Bushnell P J, Pope C N, Padilla S
Neurotoxicology Division, United States Environmental Protection Agency, Research Triangle Park, North Carolina.
J Pharmacol Exp Ther. 1993 Aug;266(2):1007-17.
The preponderance of studies of tolerance to organophosphate (OP) cholinesterase (ChE) inhibitors indicates that functional recovery accompanies neurochemical compensations for the inhibited enzyme. Contrary to prediction, rats dosed with the OP diisopropylfluorophosphate (DFP) showed progressive and persistent impairment of cognitive and motor function over a 3-week period of daily exposure, despite neurochemical and pharmacological evidence of tolerance to its inhibition of ChE. To determine whether these functional effects of DFP resulted from inhibition of ChE and downregulation of muscarinic cholinergic receptors, rats were dosed with chlorpyrifos (CPF), an OP pesticide which inhibits blood and brain ChE of rats for weeks after a single injection. Long-Evans rats were trained to perform an appetitive test of memory and motor function and were then injected s.c. with 0, 60, 125 or 250 mg/kg of CPF in peanut oil and tested 5 days/week for 7 weeks. Unconditioned behavior was also rated for signs of cholinergic toxicity. CPF inhibited ChE activity in whole blood in a dose-related manner for more than 53 days. The degree and time course of ChE inhibition in blood and brain and the downregulation of muscarinic receptors in brain after 125 mg/kg of CPF closely paralleled the previously reported effects of 25 daily injections of 0.2 mg/kg of DFP. In addition, CPF-treated rats were subsensitive to oxotremorine-induced hypothermia for at least 32 days after CPF. However, functional deficits (in working memory and motor function) appeared within 2 days after injection of CPF and recovered within 3 weeks, long before ChE activity and receptor density returned to control levels. Thus, the effects of CPF were neither progressive nor as persistent as those seen during daily DFP injections. This difference suggests that the DFP-induced behavioral changes observed previously cannot be attributed entirely to its effects on ChE activity and changes in [3H]quinuclidinyl benzilate binding.

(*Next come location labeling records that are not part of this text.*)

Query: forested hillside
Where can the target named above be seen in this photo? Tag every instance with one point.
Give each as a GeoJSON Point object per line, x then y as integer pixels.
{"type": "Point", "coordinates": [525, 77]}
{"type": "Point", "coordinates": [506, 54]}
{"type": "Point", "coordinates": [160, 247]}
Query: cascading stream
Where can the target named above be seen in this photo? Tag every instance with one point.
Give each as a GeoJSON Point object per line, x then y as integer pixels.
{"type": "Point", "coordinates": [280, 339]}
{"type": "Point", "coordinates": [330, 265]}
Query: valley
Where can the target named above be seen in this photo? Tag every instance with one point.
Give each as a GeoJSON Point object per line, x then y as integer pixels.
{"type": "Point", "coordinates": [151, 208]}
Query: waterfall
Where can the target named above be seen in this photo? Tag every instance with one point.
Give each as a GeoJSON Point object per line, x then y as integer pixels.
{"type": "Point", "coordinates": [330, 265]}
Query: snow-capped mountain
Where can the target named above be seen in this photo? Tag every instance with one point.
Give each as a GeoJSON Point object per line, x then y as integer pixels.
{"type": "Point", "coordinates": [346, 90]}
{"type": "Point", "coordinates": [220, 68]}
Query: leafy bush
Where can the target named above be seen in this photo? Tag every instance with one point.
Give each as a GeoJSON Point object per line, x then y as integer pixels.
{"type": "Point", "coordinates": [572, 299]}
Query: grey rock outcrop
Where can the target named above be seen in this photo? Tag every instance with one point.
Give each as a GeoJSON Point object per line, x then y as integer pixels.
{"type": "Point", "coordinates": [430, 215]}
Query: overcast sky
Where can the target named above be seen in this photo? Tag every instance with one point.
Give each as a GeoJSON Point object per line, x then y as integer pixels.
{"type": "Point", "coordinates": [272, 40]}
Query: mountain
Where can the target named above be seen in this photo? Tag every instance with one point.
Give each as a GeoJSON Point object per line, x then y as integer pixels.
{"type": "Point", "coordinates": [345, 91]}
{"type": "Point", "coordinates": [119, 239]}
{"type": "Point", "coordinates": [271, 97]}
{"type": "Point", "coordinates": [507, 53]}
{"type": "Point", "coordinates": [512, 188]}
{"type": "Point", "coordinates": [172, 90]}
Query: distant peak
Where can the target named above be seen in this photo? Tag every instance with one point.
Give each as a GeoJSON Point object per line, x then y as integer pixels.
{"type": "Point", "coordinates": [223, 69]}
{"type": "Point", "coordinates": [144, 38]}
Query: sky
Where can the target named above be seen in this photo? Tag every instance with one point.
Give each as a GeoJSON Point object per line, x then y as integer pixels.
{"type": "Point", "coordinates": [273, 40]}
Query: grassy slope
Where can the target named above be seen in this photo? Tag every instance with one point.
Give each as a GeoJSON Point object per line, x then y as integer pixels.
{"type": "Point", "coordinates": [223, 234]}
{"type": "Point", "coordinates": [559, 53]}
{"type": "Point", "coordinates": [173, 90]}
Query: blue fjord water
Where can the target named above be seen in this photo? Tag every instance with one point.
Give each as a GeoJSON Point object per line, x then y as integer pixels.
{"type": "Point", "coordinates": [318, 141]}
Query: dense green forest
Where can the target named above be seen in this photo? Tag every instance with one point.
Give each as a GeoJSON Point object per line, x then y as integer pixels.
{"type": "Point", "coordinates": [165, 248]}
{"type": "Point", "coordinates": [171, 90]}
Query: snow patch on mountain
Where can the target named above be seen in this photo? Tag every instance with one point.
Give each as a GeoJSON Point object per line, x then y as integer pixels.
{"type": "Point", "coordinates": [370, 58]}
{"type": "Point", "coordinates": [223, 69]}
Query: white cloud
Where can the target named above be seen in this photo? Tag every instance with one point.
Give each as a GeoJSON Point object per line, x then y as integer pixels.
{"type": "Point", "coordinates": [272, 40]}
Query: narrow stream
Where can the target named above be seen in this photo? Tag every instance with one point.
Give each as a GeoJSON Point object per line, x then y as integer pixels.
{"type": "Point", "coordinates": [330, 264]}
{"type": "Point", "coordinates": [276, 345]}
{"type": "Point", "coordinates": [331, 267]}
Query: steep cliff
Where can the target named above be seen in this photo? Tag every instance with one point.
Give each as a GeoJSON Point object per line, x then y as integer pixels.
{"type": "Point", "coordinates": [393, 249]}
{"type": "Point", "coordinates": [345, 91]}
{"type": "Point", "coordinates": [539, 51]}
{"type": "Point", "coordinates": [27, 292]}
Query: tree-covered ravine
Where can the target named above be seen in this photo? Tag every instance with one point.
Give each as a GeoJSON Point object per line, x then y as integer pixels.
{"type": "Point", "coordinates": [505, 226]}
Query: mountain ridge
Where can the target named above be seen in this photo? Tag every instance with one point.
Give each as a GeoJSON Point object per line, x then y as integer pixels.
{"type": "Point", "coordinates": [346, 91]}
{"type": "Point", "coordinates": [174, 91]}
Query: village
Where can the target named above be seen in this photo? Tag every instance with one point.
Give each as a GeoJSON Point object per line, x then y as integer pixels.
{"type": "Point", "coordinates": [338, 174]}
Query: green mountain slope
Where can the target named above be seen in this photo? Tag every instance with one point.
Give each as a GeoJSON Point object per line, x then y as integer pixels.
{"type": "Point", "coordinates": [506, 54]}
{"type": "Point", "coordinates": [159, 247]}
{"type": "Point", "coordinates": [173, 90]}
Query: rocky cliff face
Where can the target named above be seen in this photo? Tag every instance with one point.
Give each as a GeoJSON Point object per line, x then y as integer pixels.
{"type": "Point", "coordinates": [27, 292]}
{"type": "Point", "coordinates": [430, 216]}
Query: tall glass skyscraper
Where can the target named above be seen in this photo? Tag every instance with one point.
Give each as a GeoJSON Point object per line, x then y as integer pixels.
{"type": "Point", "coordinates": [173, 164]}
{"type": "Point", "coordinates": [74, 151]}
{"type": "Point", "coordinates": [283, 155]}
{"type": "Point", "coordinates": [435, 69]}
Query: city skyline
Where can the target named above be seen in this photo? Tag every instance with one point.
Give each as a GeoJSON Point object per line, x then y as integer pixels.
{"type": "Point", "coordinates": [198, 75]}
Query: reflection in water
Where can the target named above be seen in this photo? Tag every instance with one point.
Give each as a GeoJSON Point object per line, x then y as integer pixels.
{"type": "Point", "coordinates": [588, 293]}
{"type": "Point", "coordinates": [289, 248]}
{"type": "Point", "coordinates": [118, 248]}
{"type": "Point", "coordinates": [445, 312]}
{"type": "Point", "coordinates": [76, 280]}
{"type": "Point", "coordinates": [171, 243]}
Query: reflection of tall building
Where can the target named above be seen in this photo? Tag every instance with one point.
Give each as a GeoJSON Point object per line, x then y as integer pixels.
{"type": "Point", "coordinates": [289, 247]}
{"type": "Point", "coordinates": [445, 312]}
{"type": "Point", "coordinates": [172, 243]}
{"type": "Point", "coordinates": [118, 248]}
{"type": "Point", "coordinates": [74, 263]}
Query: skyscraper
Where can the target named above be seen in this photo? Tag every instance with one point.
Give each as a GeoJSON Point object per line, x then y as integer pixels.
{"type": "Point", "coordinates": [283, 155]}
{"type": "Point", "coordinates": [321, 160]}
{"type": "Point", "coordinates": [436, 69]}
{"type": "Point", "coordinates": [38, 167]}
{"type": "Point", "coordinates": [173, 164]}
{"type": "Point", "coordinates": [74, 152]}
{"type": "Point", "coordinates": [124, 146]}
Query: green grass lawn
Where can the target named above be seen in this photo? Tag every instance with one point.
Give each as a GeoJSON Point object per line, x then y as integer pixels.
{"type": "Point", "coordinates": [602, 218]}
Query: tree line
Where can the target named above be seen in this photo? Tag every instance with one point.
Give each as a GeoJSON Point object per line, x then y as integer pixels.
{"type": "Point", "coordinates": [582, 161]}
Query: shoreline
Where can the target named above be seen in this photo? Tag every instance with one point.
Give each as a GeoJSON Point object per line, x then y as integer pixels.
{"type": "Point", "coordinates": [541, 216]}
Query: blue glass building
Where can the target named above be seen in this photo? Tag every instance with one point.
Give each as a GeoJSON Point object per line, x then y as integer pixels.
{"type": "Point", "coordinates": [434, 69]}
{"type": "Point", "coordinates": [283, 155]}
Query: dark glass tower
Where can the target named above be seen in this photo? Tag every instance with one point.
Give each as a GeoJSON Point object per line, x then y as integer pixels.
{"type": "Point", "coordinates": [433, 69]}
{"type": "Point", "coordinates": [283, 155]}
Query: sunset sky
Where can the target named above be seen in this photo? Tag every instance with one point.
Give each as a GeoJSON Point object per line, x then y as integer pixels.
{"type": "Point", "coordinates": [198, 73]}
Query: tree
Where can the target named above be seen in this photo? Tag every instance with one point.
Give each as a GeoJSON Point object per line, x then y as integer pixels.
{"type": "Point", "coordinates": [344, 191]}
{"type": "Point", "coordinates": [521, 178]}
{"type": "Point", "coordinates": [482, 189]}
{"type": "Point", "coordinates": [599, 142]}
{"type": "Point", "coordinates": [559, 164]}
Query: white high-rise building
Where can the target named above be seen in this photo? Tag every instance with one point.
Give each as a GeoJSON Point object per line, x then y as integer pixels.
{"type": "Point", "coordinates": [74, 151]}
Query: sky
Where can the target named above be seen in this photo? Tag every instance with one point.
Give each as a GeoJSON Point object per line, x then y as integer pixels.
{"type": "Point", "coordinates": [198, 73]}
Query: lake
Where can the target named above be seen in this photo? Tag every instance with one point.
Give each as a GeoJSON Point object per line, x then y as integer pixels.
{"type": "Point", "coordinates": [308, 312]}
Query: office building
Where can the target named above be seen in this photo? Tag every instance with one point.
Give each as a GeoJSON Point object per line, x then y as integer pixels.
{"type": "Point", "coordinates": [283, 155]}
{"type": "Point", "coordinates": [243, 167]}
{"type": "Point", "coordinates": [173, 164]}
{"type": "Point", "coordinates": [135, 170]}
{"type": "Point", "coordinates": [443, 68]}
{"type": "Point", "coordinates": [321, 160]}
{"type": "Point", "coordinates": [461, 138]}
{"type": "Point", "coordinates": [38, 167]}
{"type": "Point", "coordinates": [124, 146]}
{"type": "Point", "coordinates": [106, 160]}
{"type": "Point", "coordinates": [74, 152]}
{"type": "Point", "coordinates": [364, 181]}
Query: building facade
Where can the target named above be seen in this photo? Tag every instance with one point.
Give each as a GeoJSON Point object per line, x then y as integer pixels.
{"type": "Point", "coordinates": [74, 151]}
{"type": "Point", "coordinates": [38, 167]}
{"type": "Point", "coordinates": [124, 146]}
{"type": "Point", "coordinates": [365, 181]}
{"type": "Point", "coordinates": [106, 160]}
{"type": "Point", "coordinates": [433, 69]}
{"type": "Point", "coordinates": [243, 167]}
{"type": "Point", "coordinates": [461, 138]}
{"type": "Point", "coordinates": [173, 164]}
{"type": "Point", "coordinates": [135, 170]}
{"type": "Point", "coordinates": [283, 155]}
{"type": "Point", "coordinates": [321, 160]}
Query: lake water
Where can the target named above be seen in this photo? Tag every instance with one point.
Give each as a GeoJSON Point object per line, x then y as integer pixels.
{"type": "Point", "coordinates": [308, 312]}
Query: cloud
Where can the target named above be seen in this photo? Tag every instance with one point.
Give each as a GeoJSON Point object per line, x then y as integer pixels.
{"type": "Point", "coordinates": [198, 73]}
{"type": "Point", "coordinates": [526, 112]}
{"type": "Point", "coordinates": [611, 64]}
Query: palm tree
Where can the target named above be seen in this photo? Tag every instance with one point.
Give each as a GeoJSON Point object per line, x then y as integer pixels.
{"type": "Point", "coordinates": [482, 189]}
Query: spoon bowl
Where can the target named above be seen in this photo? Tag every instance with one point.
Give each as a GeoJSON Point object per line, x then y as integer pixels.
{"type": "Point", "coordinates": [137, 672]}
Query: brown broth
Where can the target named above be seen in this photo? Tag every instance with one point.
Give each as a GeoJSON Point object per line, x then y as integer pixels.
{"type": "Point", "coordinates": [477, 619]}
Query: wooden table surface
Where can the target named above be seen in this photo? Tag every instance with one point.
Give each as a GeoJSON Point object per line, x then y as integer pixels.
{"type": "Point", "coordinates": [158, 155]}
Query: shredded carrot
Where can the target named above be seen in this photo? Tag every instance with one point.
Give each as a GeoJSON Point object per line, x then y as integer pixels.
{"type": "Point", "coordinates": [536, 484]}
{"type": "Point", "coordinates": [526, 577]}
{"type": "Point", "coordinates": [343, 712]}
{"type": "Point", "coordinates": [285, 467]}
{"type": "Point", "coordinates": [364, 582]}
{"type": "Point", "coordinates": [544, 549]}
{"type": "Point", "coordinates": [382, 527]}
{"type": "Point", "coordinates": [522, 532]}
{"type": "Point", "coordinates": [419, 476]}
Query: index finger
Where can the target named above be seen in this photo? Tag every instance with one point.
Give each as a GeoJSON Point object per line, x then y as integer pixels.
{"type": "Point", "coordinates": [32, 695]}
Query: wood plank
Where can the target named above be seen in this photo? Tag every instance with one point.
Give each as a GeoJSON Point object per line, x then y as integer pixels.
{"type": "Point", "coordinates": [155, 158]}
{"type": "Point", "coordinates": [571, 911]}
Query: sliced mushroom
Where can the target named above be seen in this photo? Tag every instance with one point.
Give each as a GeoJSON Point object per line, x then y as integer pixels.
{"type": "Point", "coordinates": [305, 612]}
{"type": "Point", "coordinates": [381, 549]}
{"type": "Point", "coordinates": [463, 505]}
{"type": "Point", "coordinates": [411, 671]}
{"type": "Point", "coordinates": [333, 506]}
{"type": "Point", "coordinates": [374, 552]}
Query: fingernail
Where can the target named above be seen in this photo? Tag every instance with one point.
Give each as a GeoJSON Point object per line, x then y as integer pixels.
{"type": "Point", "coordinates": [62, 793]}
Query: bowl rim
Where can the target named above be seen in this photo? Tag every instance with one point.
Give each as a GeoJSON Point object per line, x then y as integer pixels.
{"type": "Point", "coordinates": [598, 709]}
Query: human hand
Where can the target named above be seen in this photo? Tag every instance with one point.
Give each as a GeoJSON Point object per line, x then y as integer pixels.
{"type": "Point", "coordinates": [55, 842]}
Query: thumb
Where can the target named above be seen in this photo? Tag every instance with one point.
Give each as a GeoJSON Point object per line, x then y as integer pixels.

关于对有机磷酸酯(OP)胆碱酯酶(ChE)抑制剂耐受性的大多数研究表明,功能恢复伴随着对被抑制酶的神经化学补偿。与预测相反,每日暴露于OP二异丙基氟磷酸酯(DFP)的大鼠在3周的时间里,尽管有神经化学和药理学证据表明其对ChE抑制具有耐受性,但认知和运动功能仍出现渐进性和持续性损害。为了确定DFP的这些功能效应是否源于ChE抑制和毒蕈碱胆碱能受体的下调,给大鼠注射毒死蜱(CPF),这是一种OP农药,单次注射后数周内可抑制大鼠血液和脑中的ChE。将Long-Evans大鼠训练以进行记忆和运动功能的食欲测试,然后皮下注射0、60、125或250mg/kg的CPF于花生油中,并每周测试5天,共7周。还对非条件行为进行胆碱能毒性迹象的评分。CPF以剂量相关的方式抑制全血中的ChE活性超过53天。125mg/kg CPF给药后,血液和脑中ChE抑制的程度和时间进程以及脑中毒蕈碱受体的下调与先前报道的每日注射0.2mg/kg DFP 25次的效应密切平行。此外,CPF处理的大鼠在CPF后至少32天对氧化震颤素诱导的体温过低反应不敏感。然而,功能缺陷(工作记忆和运动功能方面)在注射CPF后2天内出现,并在3周内恢复,远早于ChE活性和受体密度恢复到对照水平。因此,CPF的效应既不是渐进性的,也不像每日注射DFP时那样持久。这种差异表明,先前观察到的DFP诱导的行为变化不能完全归因于其对ChE活性和[3H]喹核醇基苯甲酸酯结合变化的影响。